The founders of Owl’s Brew are gearing up for 2019 as they plan to relaunch the brand with a new identity, and raise as much as $10 million as part of a Series B round of funding. The company also recently hired former New Belgium CEO Christine Perich.
Jennie Ripps, the co-founder of Owl’s Brew, which received an investment from Anheuser-Busch InBev’s ZX Ventures unit in May 2017, told Brewbound that the 5-year-old company is dropping the term “radler” from its ready-to-drink line beginning in January 2019 and becoming “Owl’s Brew Boozy Tea & Botanicals.”
According to Ripps, consumer confusion led to the change, and the new name better reflects “what we do best, which is tea and botanicals.”
Ripps said she and co-founder Maria Littlefield had grown “frustrated” with the tea line’s lack of off-premise retail velocity when their reps weren’t conducting in-store samplings and telling the brand’s story.
“The packaging wasn’t telling the story,” she added. “So people didn’t know to pick it off the shelves.”
After simplifying the names of the Owl’s Brew tea-based cocktail mixer line last year and seeing triple-digit year-over-year growth, Ripps said she and Littlefield began reevaluating the presentation of their line of 60/40 beer-and-tea blends.
“We were confusing,” she admitted, adding that consumers didn’t identify with the term “radler.” “It was just super convoluted and our buyer isn’t looking for beer. Our buyer is looking for something for the beer occasion, but not beer.”

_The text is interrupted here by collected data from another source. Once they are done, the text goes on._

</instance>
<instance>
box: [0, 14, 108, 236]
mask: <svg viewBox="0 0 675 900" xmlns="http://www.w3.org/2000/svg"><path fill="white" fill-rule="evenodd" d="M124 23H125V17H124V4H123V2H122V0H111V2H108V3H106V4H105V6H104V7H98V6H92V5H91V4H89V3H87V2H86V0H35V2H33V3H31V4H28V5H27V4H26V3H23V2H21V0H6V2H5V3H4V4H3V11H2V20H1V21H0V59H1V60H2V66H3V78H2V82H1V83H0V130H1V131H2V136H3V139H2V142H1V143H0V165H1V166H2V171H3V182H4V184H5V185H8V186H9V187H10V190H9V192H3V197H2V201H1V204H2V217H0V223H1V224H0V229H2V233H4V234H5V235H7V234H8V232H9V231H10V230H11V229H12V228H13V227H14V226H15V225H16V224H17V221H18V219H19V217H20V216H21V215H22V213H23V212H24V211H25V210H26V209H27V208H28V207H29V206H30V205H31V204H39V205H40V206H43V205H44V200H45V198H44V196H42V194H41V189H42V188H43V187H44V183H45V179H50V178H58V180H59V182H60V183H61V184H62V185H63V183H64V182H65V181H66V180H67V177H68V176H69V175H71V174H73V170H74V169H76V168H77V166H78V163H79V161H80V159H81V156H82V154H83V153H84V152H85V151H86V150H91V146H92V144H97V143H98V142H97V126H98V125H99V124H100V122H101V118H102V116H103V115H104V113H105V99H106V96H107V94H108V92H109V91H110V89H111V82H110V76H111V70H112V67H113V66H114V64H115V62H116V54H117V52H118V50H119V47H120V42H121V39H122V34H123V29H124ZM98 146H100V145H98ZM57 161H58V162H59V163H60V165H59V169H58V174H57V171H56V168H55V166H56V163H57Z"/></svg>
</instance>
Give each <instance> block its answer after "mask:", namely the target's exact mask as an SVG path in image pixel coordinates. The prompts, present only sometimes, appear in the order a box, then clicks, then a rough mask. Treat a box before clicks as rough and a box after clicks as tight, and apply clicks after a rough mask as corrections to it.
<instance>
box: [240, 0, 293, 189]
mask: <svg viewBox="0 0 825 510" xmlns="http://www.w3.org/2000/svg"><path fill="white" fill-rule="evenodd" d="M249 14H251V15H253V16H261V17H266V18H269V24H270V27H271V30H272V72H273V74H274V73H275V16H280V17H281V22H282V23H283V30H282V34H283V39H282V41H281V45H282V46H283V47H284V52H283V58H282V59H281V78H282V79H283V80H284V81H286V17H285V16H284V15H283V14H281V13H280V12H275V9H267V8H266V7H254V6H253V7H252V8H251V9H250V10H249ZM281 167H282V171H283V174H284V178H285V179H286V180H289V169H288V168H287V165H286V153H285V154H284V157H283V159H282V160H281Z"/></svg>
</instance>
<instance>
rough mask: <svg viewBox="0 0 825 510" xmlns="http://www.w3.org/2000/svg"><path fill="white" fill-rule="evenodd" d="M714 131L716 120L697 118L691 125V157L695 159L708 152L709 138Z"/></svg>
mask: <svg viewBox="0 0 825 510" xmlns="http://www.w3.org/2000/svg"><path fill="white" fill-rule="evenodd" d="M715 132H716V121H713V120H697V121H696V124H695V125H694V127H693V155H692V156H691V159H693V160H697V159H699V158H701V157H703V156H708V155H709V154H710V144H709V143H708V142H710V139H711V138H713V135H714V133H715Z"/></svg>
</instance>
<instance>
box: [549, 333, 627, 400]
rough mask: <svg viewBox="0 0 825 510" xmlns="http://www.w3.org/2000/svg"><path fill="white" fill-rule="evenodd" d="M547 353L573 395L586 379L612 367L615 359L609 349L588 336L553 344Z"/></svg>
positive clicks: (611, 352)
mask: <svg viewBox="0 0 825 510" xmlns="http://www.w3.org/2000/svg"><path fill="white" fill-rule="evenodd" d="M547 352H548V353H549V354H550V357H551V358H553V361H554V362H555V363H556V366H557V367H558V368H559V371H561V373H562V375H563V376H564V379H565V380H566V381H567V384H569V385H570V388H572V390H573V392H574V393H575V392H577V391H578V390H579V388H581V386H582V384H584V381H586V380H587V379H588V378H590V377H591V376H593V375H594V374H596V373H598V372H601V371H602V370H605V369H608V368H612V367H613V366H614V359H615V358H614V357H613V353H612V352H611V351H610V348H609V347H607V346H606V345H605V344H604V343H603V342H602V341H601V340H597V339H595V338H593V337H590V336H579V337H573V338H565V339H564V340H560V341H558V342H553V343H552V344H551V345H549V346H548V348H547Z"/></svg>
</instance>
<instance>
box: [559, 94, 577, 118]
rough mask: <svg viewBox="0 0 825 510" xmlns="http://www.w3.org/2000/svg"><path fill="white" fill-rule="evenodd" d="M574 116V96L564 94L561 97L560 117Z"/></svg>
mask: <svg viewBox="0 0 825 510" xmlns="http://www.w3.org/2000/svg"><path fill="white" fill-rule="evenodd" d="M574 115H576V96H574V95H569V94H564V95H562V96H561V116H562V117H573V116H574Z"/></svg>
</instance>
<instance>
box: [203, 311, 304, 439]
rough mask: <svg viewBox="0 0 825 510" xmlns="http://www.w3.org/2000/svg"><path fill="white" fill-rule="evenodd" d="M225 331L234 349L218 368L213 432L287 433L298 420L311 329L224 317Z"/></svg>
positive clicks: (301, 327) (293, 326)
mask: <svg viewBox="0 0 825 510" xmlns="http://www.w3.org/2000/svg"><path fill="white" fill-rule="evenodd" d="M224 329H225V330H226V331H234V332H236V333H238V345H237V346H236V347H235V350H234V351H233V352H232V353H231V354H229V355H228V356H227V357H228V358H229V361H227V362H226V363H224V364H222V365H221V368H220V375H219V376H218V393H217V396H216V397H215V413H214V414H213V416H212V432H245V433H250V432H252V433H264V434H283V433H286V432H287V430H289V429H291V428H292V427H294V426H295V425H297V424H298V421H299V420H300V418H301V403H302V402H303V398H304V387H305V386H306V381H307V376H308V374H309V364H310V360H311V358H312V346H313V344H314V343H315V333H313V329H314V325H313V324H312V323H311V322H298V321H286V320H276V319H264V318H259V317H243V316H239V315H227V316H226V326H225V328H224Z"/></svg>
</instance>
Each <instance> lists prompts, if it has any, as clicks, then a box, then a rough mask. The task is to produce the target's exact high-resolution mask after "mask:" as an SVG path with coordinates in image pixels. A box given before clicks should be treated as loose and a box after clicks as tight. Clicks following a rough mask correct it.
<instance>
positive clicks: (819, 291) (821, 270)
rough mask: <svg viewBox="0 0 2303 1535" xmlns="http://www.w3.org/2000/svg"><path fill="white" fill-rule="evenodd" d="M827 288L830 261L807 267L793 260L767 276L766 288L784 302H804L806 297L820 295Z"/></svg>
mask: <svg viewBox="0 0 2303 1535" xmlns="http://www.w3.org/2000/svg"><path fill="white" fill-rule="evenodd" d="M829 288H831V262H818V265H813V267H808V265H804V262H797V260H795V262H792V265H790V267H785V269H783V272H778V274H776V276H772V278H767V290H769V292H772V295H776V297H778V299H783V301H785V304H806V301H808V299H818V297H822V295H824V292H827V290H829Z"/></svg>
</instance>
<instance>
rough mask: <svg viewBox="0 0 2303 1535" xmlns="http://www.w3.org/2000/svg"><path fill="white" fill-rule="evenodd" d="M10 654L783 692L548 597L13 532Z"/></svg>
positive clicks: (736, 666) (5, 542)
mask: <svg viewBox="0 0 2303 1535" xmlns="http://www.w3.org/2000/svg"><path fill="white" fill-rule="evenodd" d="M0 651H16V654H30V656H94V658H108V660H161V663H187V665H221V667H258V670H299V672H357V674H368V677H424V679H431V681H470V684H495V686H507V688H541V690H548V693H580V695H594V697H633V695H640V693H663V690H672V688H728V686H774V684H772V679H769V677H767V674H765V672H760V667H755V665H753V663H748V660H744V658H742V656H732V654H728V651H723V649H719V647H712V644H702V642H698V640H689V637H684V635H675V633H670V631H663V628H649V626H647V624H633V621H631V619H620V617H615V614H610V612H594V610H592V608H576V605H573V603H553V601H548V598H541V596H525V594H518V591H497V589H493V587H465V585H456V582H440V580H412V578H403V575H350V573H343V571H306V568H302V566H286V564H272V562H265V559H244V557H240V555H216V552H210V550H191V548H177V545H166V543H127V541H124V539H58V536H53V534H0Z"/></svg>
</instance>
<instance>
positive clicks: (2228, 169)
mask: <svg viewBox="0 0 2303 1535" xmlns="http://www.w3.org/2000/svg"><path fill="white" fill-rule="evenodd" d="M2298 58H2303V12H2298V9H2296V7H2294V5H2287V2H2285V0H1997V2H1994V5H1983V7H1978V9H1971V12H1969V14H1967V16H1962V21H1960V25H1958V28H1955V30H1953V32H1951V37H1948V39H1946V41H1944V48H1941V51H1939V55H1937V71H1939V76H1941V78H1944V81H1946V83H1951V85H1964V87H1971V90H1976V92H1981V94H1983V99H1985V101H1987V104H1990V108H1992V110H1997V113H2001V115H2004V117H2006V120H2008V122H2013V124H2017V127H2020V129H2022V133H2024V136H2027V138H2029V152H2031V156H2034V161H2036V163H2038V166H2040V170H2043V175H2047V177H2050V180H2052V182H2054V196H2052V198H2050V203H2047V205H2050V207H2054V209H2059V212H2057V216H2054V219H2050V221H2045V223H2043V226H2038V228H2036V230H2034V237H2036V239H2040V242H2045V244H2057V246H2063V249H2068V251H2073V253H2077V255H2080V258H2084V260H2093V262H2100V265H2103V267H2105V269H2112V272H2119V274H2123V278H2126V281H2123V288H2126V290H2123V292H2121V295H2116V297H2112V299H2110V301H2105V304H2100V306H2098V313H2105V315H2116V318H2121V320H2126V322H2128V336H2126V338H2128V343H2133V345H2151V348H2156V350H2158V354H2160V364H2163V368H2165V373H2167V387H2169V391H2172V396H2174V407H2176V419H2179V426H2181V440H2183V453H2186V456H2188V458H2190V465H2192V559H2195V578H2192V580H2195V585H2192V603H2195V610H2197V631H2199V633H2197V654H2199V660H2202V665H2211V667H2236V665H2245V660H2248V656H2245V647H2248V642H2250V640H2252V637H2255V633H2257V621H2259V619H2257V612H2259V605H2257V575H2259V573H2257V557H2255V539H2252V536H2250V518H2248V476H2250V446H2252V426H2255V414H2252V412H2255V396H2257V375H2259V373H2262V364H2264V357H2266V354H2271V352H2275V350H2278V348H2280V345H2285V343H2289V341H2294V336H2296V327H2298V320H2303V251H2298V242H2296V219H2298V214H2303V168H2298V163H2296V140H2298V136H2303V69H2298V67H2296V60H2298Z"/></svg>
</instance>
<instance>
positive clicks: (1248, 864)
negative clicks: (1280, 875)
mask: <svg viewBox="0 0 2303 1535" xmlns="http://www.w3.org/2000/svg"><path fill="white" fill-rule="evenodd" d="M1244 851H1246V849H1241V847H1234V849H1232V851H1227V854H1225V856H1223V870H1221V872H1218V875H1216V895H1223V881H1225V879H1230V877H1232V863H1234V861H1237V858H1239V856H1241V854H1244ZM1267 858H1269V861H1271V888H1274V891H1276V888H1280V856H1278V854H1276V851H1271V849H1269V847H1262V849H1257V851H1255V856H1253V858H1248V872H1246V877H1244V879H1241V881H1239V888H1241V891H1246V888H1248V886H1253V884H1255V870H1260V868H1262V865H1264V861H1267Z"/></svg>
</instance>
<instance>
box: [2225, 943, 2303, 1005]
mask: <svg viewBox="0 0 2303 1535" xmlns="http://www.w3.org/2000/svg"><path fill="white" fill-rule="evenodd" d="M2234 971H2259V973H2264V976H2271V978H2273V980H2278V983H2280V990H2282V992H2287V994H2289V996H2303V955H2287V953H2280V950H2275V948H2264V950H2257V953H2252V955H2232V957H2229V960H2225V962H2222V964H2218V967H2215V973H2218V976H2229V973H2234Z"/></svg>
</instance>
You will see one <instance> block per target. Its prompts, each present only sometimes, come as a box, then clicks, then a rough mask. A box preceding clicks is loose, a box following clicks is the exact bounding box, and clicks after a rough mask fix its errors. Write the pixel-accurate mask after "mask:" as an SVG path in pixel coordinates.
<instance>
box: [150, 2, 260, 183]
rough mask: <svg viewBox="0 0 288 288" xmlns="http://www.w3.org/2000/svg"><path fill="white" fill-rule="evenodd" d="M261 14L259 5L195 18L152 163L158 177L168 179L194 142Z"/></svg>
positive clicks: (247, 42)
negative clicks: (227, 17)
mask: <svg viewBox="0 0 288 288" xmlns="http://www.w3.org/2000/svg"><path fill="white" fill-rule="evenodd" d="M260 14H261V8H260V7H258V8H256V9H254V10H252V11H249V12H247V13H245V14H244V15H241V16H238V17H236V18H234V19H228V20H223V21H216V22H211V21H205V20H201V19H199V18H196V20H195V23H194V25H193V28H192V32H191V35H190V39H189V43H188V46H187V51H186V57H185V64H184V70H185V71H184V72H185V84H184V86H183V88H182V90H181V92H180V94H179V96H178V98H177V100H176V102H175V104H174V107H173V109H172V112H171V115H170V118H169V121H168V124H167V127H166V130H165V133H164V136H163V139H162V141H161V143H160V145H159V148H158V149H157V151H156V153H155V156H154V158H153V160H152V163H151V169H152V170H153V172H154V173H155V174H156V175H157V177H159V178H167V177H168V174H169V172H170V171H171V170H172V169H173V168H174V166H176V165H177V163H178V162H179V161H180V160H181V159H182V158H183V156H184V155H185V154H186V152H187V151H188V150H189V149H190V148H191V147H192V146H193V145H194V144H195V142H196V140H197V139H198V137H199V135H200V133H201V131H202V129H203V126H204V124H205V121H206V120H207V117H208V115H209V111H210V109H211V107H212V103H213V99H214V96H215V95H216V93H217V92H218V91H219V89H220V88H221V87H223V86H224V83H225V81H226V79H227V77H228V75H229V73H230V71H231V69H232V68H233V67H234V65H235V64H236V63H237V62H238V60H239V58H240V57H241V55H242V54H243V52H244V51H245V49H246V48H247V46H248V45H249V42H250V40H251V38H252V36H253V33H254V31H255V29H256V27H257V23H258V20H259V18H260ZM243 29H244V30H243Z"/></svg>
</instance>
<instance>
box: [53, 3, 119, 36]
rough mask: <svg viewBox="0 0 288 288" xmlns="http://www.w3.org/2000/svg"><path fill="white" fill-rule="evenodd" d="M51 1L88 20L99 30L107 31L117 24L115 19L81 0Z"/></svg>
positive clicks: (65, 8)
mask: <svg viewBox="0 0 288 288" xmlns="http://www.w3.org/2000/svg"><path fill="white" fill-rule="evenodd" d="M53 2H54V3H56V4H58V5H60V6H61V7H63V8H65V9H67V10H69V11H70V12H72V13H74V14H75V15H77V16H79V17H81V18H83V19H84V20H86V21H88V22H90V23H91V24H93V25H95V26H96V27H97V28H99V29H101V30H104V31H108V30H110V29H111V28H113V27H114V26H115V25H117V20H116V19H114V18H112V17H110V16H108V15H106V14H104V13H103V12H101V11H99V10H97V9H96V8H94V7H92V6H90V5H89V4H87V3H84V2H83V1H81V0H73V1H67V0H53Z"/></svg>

Owl’s Brew determined that its consumers wanted a boozier tea product that spells out the ingredients inside of each can after conducting research with several focus groups. In response, the company’s core four tea products will be named after their blends starting next year:
- White tea, watermelon and pomegranate
- Darjeeling tea, hibiscus and strawberry
- English breakfast tea, lemon and lime
- Green tea, orange juice and La Colombe cold brew coffee
Owl’s Brew will also increase the alcohol by volume (ABV) of those offerings from 3.8 percent to 5 percent. The liquid will also transition from traditional 12 oz. cans to 12 oz. slim cans at a price point of between $9.99 and $11.99 per 6-pack.
The packaging adjustments coincide with a move to add experienced beer industry professionals to the Owl’s Brew team.
Perich, who worked for 16 years with New Belgium before departing the company to become the CEO of non-alcoholic beverage company WTRMLN WTR, joined Owl’s Brew in a senior leadership role via her consulting firm, Perich Advisors, earlier this month after her 2-year non-compete with the Fort Collins-headquartered craft brewery expired. She had stepped down as CEO from WTRMLN WTR due to personal health reasons in October 2017.
Ripps told Brewbound that Perich brings much needed industry experience to the company’s daily operations. She will serve in a leadership position as the rebrand rolls out over the next six-to-nine months, and then transition into an advisory role and obtain a seat on the company’s five-member board of directors. That board is made up of two representatives from ZX Ventures and three from Owl’s Brew.
Perich joins former Heineken USA director of business development Andy Gresho, who came on board with Owl’s Brew in May as VP of sales. Industry consultant Bump Williams has also served in an unpaid advisory role with the company for several years, Ripps added.
Ripps said Gresho has helped Owl’s Brew build its sales team, while also helping rationalize its footprint from 69 wholesalers in 17 states to 24 wholesalers in 12 states. She added that those moves were made to ensure Owl’s Brew is growing “the right way within a footprint that we are able to support.”
“We’d gone too big and kind of spread out too thin,” she said.
So Owl’s Brew pulled out of several faraway markets that it was unable to support with territory managers. The company is now focused on an East Coast footprint that extends from Boston to South Carolina, with a primary focus on the New York market. However, one additional market expansion is in the works for 2019 as Owl’s Brew plans to begin shipments of its boozy teas to Southern California, where Ripps believes a target demographic for Owl’s Brew exists.
Meanwhile, Owl’s Brew is on the verge of launching a Series B funding round later this month with a goal of raising between $5 million and $10 million by the end of the year, Ripps said.
The latest funding round follows a $4 million Series A raise that closed in early 2017. That round included large investments from ZX Ventures, as well as investment firm Cambridge Companies SPG.
Ripps said capital from the latest round would be used to support its new hires, brand relaunch and marketing programs with its wholesalers. Additionally, the company plans to hire six additional sales reps in the first quarter of next year.